Emma Göransson explores human relationships to natural and cultural landscapes over time. Through installations, interventions and objects, she reflects on philosophical ecology and living conditions for people, animals and plants, often from Sámi perspectives. Her art has a strong sense of materiality, with references to traditional textile crafts, archeology and architecture. Experiences of spatiality are always in focus, whether it is a large-scale critique of our current civilisation from a power perspective or quiet reflections on the psyche and natural landscape.
In recent times, the Sámi origins of Göransson’s family have come to add depth to aspects of her artistic work. The strong connection to nature, landscape and time has roots in the Swedish indigenous peoples’ cultural traditions, livelihood systems and world views. All people share this deep-rooted experience, but with the Sámi, the nomadic and semi-nomadic attitudes are only a few hundred years back in time, compared to the 3-5000 years of agricultural cultures.

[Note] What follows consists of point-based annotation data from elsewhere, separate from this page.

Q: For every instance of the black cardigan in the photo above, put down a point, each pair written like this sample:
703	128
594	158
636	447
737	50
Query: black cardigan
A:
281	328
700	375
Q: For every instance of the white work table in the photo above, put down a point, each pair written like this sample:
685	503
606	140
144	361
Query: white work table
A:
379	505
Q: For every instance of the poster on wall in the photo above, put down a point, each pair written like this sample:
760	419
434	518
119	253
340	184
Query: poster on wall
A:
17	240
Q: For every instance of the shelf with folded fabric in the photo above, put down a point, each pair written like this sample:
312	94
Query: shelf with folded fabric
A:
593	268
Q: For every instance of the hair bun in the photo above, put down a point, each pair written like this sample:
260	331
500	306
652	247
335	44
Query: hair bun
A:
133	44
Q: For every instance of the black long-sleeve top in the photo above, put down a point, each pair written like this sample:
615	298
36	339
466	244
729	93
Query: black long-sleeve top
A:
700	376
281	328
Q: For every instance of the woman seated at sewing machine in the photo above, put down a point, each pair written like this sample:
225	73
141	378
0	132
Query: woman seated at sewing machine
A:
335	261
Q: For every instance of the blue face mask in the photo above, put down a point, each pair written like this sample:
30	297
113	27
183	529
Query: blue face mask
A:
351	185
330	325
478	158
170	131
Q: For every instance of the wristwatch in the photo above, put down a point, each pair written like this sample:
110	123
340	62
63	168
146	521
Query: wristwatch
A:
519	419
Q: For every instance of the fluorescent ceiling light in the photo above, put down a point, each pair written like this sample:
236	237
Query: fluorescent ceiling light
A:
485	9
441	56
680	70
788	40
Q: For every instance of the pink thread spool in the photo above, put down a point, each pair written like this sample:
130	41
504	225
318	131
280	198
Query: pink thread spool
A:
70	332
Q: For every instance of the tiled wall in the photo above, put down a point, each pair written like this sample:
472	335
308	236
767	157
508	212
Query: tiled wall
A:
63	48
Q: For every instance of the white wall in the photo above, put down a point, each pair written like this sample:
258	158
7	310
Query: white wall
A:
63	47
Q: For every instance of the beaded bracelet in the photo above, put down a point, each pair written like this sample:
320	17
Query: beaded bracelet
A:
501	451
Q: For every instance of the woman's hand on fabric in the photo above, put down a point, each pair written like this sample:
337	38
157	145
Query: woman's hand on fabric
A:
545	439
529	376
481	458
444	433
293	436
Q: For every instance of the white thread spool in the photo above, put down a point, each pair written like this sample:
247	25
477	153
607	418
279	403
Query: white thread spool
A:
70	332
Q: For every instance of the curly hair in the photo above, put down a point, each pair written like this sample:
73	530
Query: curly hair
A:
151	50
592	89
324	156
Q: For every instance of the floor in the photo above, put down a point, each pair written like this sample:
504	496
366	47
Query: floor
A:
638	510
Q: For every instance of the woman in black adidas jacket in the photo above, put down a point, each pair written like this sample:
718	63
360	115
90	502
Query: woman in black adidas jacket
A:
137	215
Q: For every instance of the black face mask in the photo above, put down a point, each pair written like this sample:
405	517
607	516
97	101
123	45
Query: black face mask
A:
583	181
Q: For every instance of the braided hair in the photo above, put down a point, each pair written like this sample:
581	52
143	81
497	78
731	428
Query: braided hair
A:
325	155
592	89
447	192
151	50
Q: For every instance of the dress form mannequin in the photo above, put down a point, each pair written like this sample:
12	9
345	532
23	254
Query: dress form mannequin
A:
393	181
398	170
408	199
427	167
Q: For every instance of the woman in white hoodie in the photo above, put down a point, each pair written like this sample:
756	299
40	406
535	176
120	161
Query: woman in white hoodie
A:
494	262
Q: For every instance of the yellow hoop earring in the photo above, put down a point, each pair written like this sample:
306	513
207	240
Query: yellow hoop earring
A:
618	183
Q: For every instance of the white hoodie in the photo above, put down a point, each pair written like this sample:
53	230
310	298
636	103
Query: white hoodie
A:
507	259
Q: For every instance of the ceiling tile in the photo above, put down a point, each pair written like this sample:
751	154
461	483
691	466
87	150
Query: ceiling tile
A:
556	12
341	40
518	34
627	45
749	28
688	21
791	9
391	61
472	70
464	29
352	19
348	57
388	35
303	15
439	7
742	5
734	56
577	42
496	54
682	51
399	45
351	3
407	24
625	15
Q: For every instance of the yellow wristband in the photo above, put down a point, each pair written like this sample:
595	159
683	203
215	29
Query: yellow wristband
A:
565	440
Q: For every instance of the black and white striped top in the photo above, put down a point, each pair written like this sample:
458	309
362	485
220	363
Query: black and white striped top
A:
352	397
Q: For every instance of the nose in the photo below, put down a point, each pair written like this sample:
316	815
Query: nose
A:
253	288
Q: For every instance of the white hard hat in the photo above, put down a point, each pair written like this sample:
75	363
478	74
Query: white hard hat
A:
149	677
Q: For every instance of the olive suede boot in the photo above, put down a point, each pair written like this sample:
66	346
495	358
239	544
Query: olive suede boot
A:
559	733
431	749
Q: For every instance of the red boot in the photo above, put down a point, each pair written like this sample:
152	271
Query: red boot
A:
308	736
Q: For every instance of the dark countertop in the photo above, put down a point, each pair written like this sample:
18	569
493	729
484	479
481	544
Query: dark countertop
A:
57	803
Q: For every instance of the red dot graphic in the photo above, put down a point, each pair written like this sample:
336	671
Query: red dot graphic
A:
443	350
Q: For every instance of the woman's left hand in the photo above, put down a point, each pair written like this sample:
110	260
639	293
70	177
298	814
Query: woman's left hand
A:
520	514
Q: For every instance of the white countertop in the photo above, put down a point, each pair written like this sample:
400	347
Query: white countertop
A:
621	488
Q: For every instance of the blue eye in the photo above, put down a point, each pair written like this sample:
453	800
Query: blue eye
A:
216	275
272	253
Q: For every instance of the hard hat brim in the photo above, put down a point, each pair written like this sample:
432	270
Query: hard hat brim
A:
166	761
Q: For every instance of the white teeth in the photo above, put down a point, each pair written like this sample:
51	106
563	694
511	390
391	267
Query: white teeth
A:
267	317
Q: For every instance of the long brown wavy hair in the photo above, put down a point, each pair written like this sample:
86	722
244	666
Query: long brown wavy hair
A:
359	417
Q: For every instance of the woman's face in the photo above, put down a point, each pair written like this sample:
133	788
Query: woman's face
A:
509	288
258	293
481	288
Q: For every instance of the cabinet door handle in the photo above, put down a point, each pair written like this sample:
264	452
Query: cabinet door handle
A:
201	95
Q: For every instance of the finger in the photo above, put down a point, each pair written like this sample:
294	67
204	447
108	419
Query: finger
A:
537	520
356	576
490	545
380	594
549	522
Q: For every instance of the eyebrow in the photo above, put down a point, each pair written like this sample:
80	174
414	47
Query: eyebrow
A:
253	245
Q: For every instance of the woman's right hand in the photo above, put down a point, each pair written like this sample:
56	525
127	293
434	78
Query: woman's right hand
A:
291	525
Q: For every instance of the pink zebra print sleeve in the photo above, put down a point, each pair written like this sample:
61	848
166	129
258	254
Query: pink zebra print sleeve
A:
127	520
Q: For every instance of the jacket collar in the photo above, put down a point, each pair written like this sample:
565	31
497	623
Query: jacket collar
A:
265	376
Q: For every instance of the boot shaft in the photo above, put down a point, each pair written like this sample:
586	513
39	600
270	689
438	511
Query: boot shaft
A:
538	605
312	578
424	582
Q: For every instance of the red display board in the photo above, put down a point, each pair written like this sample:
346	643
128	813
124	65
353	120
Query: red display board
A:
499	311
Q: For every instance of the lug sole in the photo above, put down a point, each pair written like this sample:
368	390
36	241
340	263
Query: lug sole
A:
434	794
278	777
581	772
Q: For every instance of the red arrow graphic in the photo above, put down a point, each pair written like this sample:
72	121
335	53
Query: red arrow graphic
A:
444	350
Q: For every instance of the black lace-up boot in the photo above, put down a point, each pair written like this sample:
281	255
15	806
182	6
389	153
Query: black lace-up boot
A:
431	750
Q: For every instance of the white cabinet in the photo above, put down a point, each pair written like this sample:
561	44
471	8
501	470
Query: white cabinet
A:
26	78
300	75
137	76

The work Porträtt av ett fjäll (Portrait of a mountain) is based on the Marsfjäll in Vilhelmina. It was Göransson’s Sámi grandmother’s favourite mountain. Her grandmother moved away from her childhood environment and became an urban Sami who outwardly appeared to deny her origins. The installation is made up of four monumental sheer embroideries in white on white, interpretations of maps of the Marsfjäll in snow. The embroideries frame rough maps of sorts that are sewn in birch bark and hemp string that lie on the floor. These are reminiscent of a world map where the continents are moving apart. Or are they in fact close to meeting?